The Georgia Department of Natural Resources dumped concrete rubble into coastal waters this past week, and fisherman should be excited about it.
Georgia has had an artificial reef program for decades, like many other coastal states. There are now 15 Georgia reefs close to the coast and 31 farther offshore.
In the last week, the state expanded two of those reefs off the coast of Jekyll, including one right by the Jekyll Island Pier.
January Murray is the department’s coastal region habitat unit leader who manages the reef programs.
Muray said the reefs are meant to “enhance” fishing opportunities for Georgia anglers.

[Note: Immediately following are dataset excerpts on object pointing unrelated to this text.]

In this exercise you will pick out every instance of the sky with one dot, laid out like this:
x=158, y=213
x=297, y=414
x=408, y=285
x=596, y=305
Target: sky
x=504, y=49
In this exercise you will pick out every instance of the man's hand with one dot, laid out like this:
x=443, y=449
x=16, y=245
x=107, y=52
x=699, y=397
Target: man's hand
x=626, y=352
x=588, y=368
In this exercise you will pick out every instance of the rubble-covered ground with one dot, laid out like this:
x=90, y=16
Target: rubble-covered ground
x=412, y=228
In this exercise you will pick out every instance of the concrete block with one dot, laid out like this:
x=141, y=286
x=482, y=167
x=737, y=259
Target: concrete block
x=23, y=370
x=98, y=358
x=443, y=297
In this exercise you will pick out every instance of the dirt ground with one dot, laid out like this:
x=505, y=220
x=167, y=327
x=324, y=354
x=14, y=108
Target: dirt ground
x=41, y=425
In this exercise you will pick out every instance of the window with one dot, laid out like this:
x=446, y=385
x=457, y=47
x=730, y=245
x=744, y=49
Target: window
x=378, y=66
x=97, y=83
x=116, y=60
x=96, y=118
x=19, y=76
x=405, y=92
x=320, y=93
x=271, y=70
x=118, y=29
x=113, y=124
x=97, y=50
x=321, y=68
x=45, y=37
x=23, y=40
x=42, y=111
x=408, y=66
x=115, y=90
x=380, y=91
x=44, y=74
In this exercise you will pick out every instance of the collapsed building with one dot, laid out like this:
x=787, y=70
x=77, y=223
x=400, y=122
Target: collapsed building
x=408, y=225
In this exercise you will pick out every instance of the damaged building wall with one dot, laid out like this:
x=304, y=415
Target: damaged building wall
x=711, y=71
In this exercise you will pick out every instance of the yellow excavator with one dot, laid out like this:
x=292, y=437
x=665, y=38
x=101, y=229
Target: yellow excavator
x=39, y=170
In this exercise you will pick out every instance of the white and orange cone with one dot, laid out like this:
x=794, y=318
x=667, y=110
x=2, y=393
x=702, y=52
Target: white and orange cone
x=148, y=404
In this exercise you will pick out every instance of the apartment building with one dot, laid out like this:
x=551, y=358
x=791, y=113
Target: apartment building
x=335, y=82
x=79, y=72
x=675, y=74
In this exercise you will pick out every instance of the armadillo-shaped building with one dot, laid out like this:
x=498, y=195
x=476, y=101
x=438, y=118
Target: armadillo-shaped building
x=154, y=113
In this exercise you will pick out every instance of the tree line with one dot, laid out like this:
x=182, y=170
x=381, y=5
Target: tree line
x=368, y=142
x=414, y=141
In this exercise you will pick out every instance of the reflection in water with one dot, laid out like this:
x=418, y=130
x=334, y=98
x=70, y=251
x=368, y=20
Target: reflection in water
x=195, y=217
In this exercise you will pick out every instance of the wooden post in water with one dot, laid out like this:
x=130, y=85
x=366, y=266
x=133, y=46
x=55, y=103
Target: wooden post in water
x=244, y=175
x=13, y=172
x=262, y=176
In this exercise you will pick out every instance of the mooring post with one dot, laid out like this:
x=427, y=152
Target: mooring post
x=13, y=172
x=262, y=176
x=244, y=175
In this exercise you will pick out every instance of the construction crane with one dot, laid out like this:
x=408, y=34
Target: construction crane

Konrad Smith is one such angler, out of Saint Simons. He said the reefs are some of the “greatest places to fish” in the region.
“The artificial reefs definitely have a big impact on our coast here,” he said. “And it definitely gives fish a place to hide and a place to mate.”
The additions were prompted by the City of Brunswick’s donation of concrete rubble from former landfill sites. About 300 tons went to supplement each reef.
The enhancement was state funded, thanks to 2017 fishing license revenue legislation, Murray said. The state will continue adding to reefs as more donated concrete and metal comes in, she said.
Murray said she expects sheepshead, black sea bass, trout and oysters to move into the new Jekyll structures. Over the next three years, the department will conduct an official monitoring project at every inshore reef to gather more precise information on the different species present.